Invest in education

We celebrated the 114th anniversary of Philippine independence yesterday amid the implementation of K to 12, the centerpiece of President Aquino’s  education agenda.

The program features two more years of high school for Filipino students to put  education at par with world standards.

Parents who winced at the prospect of spending more in tuition could not stop K to 12.

Neither could critics who said the program is a scheme to reduce schools to cheap labor mills, nor academicians who said that few people were consulted prior to program enforcement.

The Department of Education (DepEd) under Secretary Armin Luistro assuaged the public:

Parents’ spending for a child’s   two senior high years would be equivalent to spending for their first two college years.

If the kids,  who will be employable by the end of high school, qualify to apply for  college, they can work and use their earnings to help pay for  higher education.

Students will spend fewer hours in the classroom and have more more time to absorb, process and retain knowledge under K to 12.

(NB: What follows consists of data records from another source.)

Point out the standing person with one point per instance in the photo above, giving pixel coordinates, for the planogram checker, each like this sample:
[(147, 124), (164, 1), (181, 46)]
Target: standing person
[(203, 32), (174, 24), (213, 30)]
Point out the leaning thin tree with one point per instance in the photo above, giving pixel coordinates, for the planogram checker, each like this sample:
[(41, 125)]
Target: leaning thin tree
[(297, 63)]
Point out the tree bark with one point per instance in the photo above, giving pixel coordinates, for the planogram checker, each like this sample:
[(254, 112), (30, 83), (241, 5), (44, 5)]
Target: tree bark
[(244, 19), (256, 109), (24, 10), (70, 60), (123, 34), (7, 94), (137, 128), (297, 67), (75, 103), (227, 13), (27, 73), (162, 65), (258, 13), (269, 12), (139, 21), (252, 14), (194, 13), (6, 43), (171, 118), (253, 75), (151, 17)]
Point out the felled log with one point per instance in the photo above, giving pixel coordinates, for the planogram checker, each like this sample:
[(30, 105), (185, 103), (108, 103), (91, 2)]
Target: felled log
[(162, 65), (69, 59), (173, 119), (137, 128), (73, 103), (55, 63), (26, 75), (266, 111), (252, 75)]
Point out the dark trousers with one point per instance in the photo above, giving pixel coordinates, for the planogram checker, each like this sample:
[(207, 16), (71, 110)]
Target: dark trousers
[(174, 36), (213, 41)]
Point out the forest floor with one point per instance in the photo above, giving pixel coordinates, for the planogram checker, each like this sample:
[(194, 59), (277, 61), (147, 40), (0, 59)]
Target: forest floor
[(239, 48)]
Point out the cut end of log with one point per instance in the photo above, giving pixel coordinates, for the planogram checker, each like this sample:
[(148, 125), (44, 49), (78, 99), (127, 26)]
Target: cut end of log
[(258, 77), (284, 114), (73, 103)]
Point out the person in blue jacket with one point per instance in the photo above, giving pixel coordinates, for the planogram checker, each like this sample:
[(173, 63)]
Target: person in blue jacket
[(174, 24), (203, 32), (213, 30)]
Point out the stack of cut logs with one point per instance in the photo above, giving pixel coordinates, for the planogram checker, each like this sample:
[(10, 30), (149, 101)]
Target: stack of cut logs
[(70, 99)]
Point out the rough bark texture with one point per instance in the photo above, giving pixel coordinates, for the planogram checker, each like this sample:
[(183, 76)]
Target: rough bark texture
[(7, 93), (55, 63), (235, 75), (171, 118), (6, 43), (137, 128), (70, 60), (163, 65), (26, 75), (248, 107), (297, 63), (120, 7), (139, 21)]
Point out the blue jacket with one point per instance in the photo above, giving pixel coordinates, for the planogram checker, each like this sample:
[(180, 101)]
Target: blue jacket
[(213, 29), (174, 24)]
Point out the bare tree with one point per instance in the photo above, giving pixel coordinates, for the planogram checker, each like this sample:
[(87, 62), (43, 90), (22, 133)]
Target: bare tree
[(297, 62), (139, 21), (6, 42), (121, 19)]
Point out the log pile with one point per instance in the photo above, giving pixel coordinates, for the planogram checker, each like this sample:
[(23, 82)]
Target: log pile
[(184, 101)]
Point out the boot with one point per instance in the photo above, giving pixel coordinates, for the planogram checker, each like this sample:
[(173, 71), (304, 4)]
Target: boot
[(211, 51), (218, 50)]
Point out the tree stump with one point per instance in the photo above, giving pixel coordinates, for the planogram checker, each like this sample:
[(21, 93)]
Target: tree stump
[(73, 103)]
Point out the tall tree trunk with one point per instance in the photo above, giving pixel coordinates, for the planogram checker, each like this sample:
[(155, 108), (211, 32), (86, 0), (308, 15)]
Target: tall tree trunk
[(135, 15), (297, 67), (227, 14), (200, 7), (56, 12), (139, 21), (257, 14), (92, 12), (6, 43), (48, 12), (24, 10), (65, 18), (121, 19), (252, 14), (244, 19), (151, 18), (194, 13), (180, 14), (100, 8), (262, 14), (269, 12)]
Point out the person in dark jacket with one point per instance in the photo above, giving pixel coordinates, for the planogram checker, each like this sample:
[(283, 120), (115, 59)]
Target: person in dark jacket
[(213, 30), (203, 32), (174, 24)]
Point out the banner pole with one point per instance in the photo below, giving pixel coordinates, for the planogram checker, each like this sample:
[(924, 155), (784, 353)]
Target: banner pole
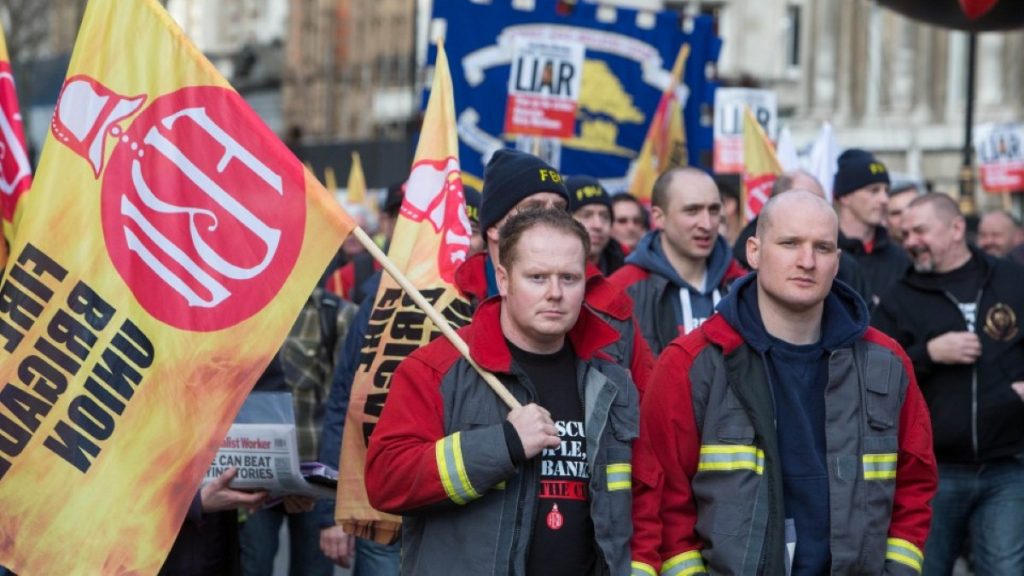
[(434, 316)]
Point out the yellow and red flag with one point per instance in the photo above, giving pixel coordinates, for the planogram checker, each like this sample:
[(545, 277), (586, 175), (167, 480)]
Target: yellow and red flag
[(665, 146), (356, 182), (430, 240), (761, 167), (15, 170), (166, 248)]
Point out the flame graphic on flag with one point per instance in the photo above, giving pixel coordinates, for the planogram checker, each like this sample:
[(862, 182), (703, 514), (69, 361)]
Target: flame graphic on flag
[(431, 239), (118, 426), (15, 172), (761, 167), (665, 146)]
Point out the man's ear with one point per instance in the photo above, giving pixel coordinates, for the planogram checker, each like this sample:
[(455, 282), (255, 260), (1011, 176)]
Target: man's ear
[(502, 276), (960, 228), (754, 251), (492, 235)]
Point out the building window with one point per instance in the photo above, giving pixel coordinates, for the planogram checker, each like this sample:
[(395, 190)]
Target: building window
[(793, 14)]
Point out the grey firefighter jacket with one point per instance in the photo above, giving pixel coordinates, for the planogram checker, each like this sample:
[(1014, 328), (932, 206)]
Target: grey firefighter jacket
[(438, 454)]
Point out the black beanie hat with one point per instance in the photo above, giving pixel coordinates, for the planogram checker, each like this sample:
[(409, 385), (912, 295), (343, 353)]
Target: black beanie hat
[(472, 202), (857, 168), (510, 176), (586, 190), (392, 201)]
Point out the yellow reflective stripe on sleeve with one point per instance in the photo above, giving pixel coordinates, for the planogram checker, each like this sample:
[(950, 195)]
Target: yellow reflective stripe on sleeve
[(684, 565), (898, 549), (451, 467), (641, 569), (727, 457), (880, 466), (620, 477)]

The DepEd envisions graduates of K to 12  to  help the nation as “productive, responsible citizens equipped with the essential competencies and skills for both life-long learning and employment.”

According to the United Nations’ 2011 Human Development Report, countries that offer more years in  basic education are more likely to lead in progress. In the top 10 most developed countries led by Norway, citizens are expected to spend  15 to 18 years of their lives  in school.

Now that the Philippines has raised the number of school years, leaders should put the people’s money where their vision is.

At the launch of K to 12 last April, President Aquino boasted about the P238.8 billion allotted by the government to fund the education sector this year.  The amount is not  even 2 percent of the country’s trillion-peso 2012 budget.

The Philippines holds the 138th spot in the Central Intelligence Agency’s ranking of 163 countries based on education spending.  Guess who topped the heap? Neighbor  Timor-Leste, which allocated 16.8 percent of its gross domestic product to education as of 2009.

To help K to 12 succeed, the  government must  earmark for education at least 6 percent of our gross national product.

Six percent,  according to a United Nations Educational Scientific and Cultural Organization (Unesco) study, is learning’s just portion of a developing country’s budget.

If  we believe  quality of life in the nation depends largely on the quality of learning that we bequeath our children, this should be an investment easily made and firmly committed.